必殺仕事人 in ヴォルケンリッター 特別読切
そんなある日の地上本部第18会議室、議題は「ラルゴ15対策」であった。
彼の名は最近有名に成りつつあったが、その名が知られる以前に、地上本部を狙撃した事が判っていた。
あの、オルネライア執務官狙撃事件である。
管理局の防衛機能はもはや地に落ちていた、これ以上地上本部や、関係幹部を狙撃されては、管理局の沽券に係わるからである。
「あなたはどう思うの?ルネッサ=マグナス鑑識官」
「はっ、ターナー刑事部長、犯人は単独犯である事、魔力を持たないか、
持っていたとしてもCランク以下の極めて弱い魔力しか持っていないと思われます」
「何故そう思うのかしら?」
「レティ提督、それは犯行に使われているのが全て実弾銃である事、
狙撃場所と特定された所から、残留魔力がほとんど検出されていない事です。
もし、高町教導官や八神捜査官の様に強い魔力の持ち主でしたら、
現場で測定器の針が振り切れるはずです」
「そうなると魔導師の線は薄いと言う事ね」
「ただ使われている弾丸が97番世界の物なので、その関係の人間である可能性が高いと思われます。

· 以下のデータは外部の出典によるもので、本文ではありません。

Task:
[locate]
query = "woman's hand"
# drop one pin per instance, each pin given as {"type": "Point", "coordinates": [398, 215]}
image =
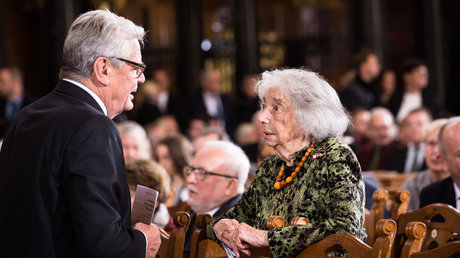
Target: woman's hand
{"type": "Point", "coordinates": [226, 230]}
{"type": "Point", "coordinates": [251, 241]}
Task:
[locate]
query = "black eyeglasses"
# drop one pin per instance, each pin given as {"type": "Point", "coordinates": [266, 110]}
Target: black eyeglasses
{"type": "Point", "coordinates": [139, 67]}
{"type": "Point", "coordinates": [201, 173]}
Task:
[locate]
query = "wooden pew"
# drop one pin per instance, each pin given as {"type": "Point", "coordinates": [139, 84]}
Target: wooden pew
{"type": "Point", "coordinates": [385, 230]}
{"type": "Point", "coordinates": [438, 233]}
{"type": "Point", "coordinates": [173, 245]}
{"type": "Point", "coordinates": [201, 246]}
{"type": "Point", "coordinates": [380, 198]}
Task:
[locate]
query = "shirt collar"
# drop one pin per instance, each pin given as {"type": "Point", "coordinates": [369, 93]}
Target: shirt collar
{"type": "Point", "coordinates": [90, 92]}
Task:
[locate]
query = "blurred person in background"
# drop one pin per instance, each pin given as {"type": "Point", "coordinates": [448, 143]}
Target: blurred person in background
{"type": "Point", "coordinates": [436, 170]}
{"type": "Point", "coordinates": [211, 133]}
{"type": "Point", "coordinates": [211, 102]}
{"type": "Point", "coordinates": [361, 92]}
{"type": "Point", "coordinates": [412, 134]}
{"type": "Point", "coordinates": [148, 173]}
{"type": "Point", "coordinates": [161, 128]}
{"type": "Point", "coordinates": [248, 104]}
{"type": "Point", "coordinates": [75, 201]}
{"type": "Point", "coordinates": [374, 154]}
{"type": "Point", "coordinates": [447, 190]}
{"type": "Point", "coordinates": [413, 95]}
{"type": "Point", "coordinates": [134, 140]}
{"type": "Point", "coordinates": [387, 86]}
{"type": "Point", "coordinates": [12, 96]}
{"type": "Point", "coordinates": [173, 153]}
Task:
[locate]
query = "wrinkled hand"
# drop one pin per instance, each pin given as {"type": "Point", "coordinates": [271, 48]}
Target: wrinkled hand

それから、信じられないぐらいの腕をした狙撃手であるので、向こうに発見されたら逮捕所かこちらが死体に成りかねません」
そう、彼は狙撃不可能距離からの狙撃を成功させているプロなのだ。
「このクラナガンに97番世界の関係者はどのくらい居るのかしら?」
「推定ですが、およそ1万人程度かと思われます」
「そう、その程度ならそのうち捕まるでしょう?
私の所からは人手は割けないわよ、まだ評議会派の捜査が山の様に残っているのだから」
「そうだそうだ!たまには休暇よこせ!」
と隅っこの方で、フェイト、はやて、ギンガの3人がわめいている。
この三ヶ月間、一月当たり三日しか休ませて貰っていないのだ。
人使いの荒さでは、レティ提督は鬼だった。
「私がやります」
名乗りを上げたのはティアナだった。
「止めときぃ、駆け出しのひよっこじゃあ殺されるのが落ちやで」
はやてが窘める。
「そうです、あなたは狙撃者の恐ろしさを何にも判っていない」
ルネッサにもそう言われてしまった。
「そんなのやってみなけりゃあ判らないじゃないですか?」
「そんな甘い話ちゃうよー、プロの世界は」
「だったら、私の護衛に雇った中に銃火器のプロが居るから勝負してみるといいわ、その恐ろしさがよく分かるはずよ?
それから、ルネッサ=マグナス鑑識官、ティアナ執務官と組んでみないかしら?お互い学ぶ所は多いはずよ」
こうして、ルネッサとティアナはコンビを組む事になった。
以降、半年後に起こるマリアージュ事件まで、この腐れ縁は続く事になる。